How, of course, VNet gets rendered in a human brain is the most fantastical part of this vision. Most of what I have written above is doable with today’s technology, but the real reason why a metaverse doesn’t exist yet is the input/output form function still sucks. To put it bluntly: only early adopters will put up with clunky hardware. IO form function wasn’t good enough in the Habitat era, nor the Second Life era, nor this current era. We still need a major leap forward.

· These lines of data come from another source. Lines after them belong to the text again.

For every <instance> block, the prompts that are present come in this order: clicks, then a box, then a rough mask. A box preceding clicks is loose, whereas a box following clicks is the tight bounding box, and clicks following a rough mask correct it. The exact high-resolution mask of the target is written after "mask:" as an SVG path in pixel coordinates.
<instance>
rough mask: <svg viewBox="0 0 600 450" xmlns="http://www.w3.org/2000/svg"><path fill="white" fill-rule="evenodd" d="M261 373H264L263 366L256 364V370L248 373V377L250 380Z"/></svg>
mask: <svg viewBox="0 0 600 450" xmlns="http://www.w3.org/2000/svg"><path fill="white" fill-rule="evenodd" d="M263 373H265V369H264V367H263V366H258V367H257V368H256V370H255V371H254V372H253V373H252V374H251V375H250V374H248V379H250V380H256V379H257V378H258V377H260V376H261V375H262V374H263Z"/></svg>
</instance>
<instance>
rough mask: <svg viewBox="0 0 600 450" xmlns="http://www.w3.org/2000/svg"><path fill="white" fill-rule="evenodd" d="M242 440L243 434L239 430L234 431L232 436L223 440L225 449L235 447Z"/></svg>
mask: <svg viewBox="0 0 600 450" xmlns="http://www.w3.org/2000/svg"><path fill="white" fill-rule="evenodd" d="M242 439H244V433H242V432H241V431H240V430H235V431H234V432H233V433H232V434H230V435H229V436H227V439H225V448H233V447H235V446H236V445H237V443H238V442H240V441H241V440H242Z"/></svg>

The fiction part of this says that our neuroscience+software technology gets to the point where we can non-intrusively send signals into, and read signals from, the brain. In the story, people use “trodes” — 3 small devices that you attach to your temple and the base of your neck. Thus if you are troded into VNet and try to raise your virtual arm, the system would understand the brain signals just as your body does. Movement would happen without joysticks or keyboards.
The wearable hardware required to support the trodes could be very minimal. I’m also assuming ubiquitous high-bandwidth wireless networks. Again, keeping with the decentralized nature of this metaverse, you could have many manufacturers of trode systems, which support different and evolving standards for graphics and code rendering, as long as the method effectively transmitted this into the human brain and was able to take signals out.
The key thing to note is that anything that tries to break or hack the key elements of the protocol would be treated as incompatible with the network.
I’m still hoping that a metaverse arrives in my lifetime. Thanks for letting me get wonky on you. The virtual world isn’t the most important part of the story, but writing the book was a fun opportunity to think through all of this.